Insegnare a ridere
Che l’umorismo sia un elemento essenziale della cultura ebraica è talmente evidente che non c’è affatto da stupirsi che quest’anno sia dedicata ad esso la Giornata europea della cultura ebraica, anzi, casomai sorprende che il tema non sia stato affrontato prima. In effetti, però, non è un argomento facile per una giornata a intento divulgativo. L’umorismo è fatto di discorsi sottintesi, di cose date per scontate, di passaggi logici rapidi e fulminanti. Fare pedagogia sull’umorismo è difficilissimo: come si può insegnare a ridere e a far ridere? E’ un problema che come insegnante mi sono posta spesso, senza trovare una risposta soddisfacente.

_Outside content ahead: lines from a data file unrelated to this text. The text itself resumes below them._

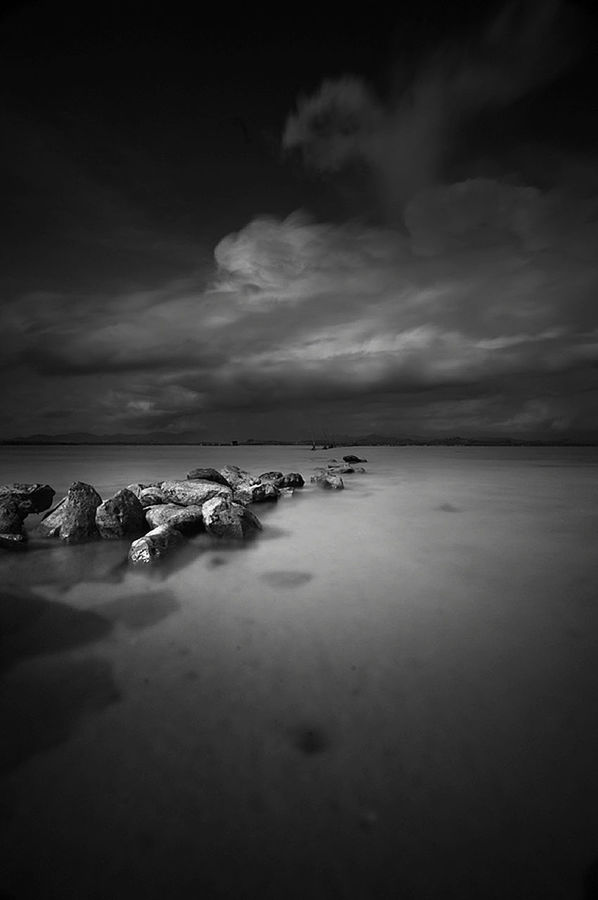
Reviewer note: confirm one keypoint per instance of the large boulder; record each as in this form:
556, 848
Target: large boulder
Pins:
11, 516
256, 493
275, 478
120, 516
187, 519
74, 519
12, 536
31, 498
328, 481
207, 474
151, 496
236, 476
193, 493
226, 519
155, 545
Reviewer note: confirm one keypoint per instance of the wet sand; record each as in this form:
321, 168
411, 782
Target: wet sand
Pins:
391, 693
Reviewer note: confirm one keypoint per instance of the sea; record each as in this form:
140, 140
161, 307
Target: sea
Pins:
391, 693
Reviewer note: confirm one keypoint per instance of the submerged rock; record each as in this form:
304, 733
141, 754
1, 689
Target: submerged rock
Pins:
256, 493
155, 545
186, 518
275, 478
328, 481
193, 493
207, 474
73, 520
151, 496
293, 479
224, 518
236, 476
31, 498
13, 541
120, 516
11, 516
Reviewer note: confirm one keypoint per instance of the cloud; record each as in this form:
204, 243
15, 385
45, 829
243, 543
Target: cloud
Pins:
404, 140
475, 315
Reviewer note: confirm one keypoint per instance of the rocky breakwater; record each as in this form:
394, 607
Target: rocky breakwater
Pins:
159, 517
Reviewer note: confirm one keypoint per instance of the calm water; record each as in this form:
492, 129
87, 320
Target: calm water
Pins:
392, 693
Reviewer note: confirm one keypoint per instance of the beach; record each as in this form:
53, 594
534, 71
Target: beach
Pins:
391, 692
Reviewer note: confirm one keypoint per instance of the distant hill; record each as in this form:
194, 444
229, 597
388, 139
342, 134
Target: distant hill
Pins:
368, 440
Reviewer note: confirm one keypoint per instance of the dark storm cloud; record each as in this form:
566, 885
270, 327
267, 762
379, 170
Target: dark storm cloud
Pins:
406, 138
474, 313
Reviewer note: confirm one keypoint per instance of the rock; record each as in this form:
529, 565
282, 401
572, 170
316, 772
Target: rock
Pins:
236, 476
31, 498
11, 516
193, 493
328, 481
120, 516
155, 545
137, 487
13, 541
208, 475
256, 493
293, 479
74, 519
275, 478
151, 496
186, 518
224, 518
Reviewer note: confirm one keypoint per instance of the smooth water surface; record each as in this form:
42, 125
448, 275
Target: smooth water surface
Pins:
392, 693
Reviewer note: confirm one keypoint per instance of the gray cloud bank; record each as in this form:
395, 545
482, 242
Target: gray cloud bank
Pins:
473, 314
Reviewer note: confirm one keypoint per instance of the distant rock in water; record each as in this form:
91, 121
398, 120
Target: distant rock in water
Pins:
207, 474
13, 542
186, 518
256, 493
155, 545
31, 498
73, 520
223, 518
275, 478
193, 493
328, 481
236, 476
293, 479
120, 516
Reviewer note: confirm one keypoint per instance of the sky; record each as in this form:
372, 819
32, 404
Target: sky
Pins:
236, 225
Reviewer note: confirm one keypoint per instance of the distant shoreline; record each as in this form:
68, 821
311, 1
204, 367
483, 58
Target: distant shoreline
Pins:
346, 444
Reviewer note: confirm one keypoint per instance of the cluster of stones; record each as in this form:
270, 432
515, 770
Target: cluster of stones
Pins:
208, 500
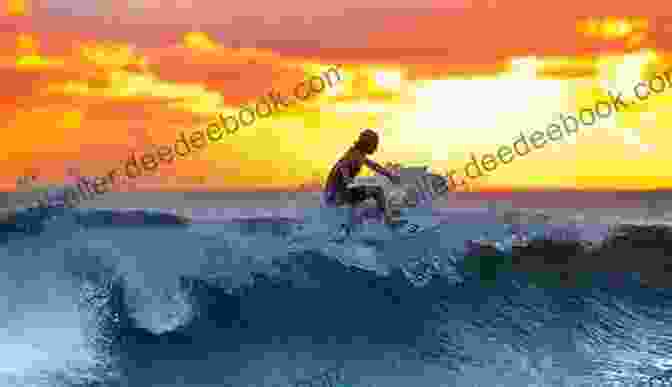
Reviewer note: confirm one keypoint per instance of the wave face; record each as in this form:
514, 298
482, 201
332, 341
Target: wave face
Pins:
136, 298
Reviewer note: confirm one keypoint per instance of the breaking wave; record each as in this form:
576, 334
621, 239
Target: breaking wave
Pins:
139, 297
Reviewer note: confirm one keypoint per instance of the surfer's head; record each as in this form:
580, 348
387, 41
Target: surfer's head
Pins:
367, 142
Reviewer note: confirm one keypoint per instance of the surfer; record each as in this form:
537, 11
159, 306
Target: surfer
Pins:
337, 192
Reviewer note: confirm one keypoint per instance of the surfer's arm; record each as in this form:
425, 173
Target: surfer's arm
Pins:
380, 169
344, 169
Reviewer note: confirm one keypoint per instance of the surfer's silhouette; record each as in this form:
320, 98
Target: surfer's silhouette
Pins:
336, 190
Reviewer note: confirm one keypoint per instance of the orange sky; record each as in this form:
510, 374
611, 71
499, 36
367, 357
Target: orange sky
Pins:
84, 83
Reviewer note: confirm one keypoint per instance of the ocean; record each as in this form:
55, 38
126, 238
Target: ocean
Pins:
246, 297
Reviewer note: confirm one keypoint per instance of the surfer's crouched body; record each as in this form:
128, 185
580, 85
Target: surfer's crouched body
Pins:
336, 191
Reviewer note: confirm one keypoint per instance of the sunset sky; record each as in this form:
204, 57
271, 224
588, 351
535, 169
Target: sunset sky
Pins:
86, 82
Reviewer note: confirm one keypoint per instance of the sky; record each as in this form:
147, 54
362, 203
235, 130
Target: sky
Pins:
85, 83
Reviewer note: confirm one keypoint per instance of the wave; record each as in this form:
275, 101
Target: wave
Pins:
471, 302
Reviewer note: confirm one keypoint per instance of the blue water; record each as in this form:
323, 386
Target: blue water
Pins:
99, 298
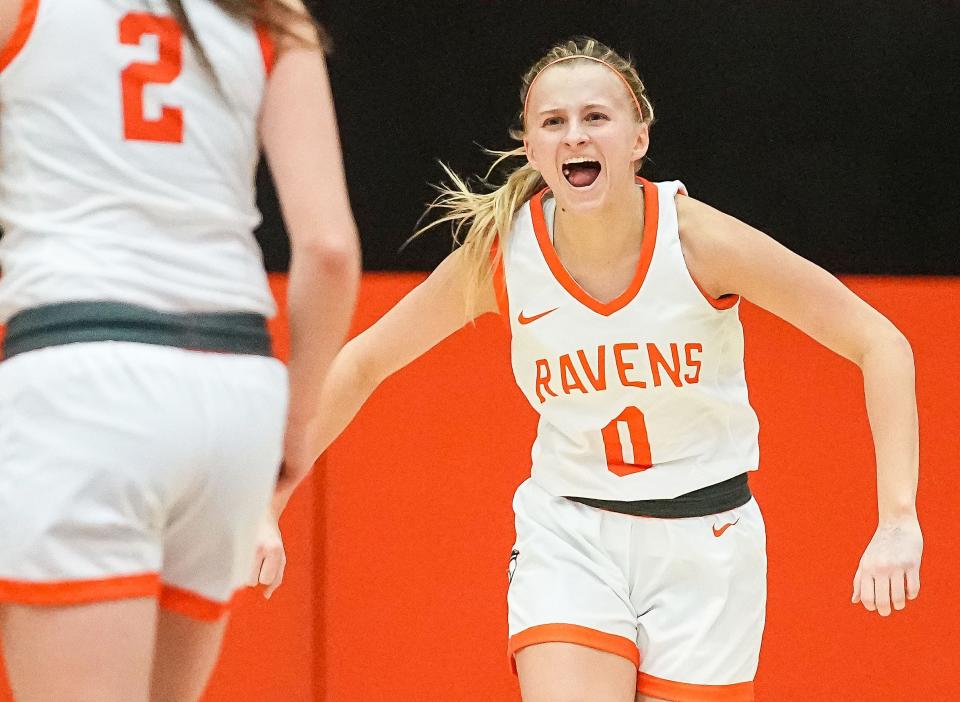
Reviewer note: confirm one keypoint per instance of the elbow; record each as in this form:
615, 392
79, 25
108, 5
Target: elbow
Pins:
330, 256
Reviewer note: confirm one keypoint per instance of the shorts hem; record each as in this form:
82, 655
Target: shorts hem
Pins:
575, 634
687, 692
77, 592
192, 605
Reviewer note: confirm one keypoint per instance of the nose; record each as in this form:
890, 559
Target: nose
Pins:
575, 135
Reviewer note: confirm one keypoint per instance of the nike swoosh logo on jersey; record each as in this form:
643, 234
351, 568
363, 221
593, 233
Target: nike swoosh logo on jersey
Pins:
719, 532
526, 320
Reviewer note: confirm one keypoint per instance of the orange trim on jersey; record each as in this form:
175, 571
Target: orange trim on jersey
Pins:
17, 40
72, 592
267, 47
685, 692
651, 217
500, 280
573, 633
190, 604
723, 302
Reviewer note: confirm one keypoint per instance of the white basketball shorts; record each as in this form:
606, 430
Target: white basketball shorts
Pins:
683, 599
133, 470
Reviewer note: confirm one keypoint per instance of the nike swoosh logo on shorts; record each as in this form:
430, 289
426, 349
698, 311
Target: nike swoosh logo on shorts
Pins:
526, 320
719, 532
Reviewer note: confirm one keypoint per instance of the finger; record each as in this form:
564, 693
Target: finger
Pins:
253, 579
279, 579
898, 593
867, 594
881, 586
913, 583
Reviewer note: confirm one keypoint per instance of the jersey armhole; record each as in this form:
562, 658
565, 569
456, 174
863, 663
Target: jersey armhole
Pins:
268, 48
500, 280
17, 40
724, 302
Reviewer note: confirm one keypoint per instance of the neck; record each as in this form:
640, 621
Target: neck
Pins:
610, 232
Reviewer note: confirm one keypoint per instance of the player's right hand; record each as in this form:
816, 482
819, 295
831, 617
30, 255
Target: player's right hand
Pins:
270, 559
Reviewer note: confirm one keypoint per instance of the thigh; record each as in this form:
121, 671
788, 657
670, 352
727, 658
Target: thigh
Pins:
564, 672
186, 653
567, 579
700, 588
98, 652
209, 538
81, 479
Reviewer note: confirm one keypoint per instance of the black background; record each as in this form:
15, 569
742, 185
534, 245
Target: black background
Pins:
832, 126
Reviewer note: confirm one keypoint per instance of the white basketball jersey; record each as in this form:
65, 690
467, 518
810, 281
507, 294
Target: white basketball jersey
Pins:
124, 174
640, 398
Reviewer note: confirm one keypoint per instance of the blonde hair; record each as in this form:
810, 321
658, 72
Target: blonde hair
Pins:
484, 215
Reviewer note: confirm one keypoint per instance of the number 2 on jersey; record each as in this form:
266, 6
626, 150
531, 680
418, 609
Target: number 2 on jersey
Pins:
626, 443
135, 77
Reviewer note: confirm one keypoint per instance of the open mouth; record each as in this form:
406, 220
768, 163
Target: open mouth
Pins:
581, 173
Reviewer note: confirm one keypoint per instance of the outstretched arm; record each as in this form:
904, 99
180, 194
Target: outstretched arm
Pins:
727, 256
425, 316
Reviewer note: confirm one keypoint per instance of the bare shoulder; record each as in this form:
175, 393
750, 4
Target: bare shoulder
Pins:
709, 238
9, 14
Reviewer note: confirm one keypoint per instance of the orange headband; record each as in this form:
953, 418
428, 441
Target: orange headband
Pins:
619, 75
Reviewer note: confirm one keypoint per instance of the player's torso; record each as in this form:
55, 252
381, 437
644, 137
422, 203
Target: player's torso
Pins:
642, 397
124, 172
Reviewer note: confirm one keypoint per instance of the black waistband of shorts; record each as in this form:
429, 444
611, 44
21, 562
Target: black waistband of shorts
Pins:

Ancora più difficile mostrare l’umorismo ebraico perché gli ebrei quando scherzano sono spesso cattivissimi, al limite dell’antisemitismo (e anche oltre: quante delle barzellette che siamo soliti raccontarci accetteremmo di leggere su giornali non ebraici o sentire in televisione?)
Il 2 settembre saremo dunque di fronte a una scelta: o ci inventiamo apposta per la giornata un umorismo ebraico edulcorato, sostanzialmente finto, oppure (e credo sia l’unica cosa onesta da fare) saremo costretti a mettere in piazza davanti a tutti impietosamente i nostri difetti. In fin dei conti forse non è un male, dato che spesso chi ha difetti appare più umano e più simpatico. Sicuramente non è un male, di fronte ai diffusi pregiudizi sugli ebrei che si aiutano sempre tra loro, far vedere che invece spesso litighiamo furiosamente.